Empresa Naviera Elcano, Spain’s biggest shipowner with a history going back 81 years, has decided to offload its two oldest bulkers amid rising values and buying interest for such ships.
Several brokers in Greece, London and the US report two separate deals for the 173,800-dwt Castillo de Valverde and the 173,600-dwt sister ship Castillo de Catoira (both built 2005).
The company has yet to respond to a request for comment.
If confirmed, the sales of the pair to unidentified Chinese interests will boost Elcano’s coffers by nearly $33m in what would be the company’s first bulker disposals in 10 years.
The first transaction reported by brokers on 1 March concerned the Castillo de Valverde, which is said to have fetched about $15.8m.
The second was reported on 8 March at a higher price of about $17m.
The price gap between the two identical vessels reported sold just one week apart may reflect how fast-moving the secondhand market for capesizes has become, amid intense buying interest for such vessels.
Older capesize tonnage has been particularly popular with Chinese buyers.
This has been fuelled by considerable iron ore restocking by Chinese steel makers. Iron ore imports into China increased at an annual pace of 8.1% in the first two months of the year.
Brazil specialists
The Castillo de Catoira and Castillo de Valverde are not scheduled for a special survey before the second half of 2025.
According to Elcano’s latest available annual report for the year 2022, the two vessels operated mainly on Brazilian cabotage iron ore voyages in the first half of that year.
However, they were also active on coal voyages between Asia, South Africa and India, as well as from Colombia to Turkey.
Elcano spent about $130m en bloc to buy both ships in 2006, just one year after Bohai Shipbuilding Heavy Industry delivered them to Hebei Ocean Shipping Co.

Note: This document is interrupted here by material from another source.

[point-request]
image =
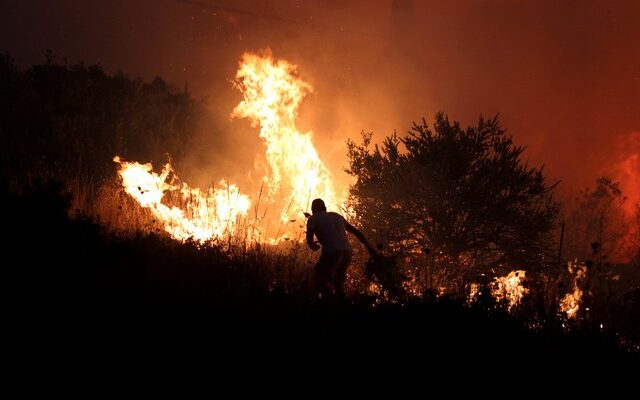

Their sale would leave Elcano’s bulker fleet with four baby capesizes built between 2015 and 2022, as well as two panamaxes built in 2012 and 2013.
The company was known in the past to have extensive contracts of affreightment for its bulkers.
Its two modern baby capesizes — the 121,700-dwt Forte dos Reis Magos (built 2022) and the one-year-younger, same-size Forte Sao Marcelo — are on a contract of more than 20 years to supply iron ore to the Pecem steel plant.
Its bulkers apart, Elcano operates four LNG carriers, four chemical carriers, three small LPG carriers, two product tankers and one asphalt carrier.
A sale of Elcano’s two capesizes would mirror the sale of its two oldest MR1 ships, which the company completed in 2022 and 2023 amid rising values for such vessels.
Elcano was established in 1943 and is named after Juan Sebastian Elcano, the Spanish navigator who completed the first circumnavigation of the world as part of the Magellan expedition in 1522.
Initially a shipbuilder as well, Elcano has focused since 1964 on shipping. Following privatisation in 1997, the company increased its fleet and set up subsidiaries in Argentina and Brazil.
Elcano is part of the Vigo-based Nosa Terra group, owned by Spanish shipowner Jose Silveira Canizares. The company is run by chairwoman Rosario Martin Alonso and chief executive Juan Cordeiro Rodriguez.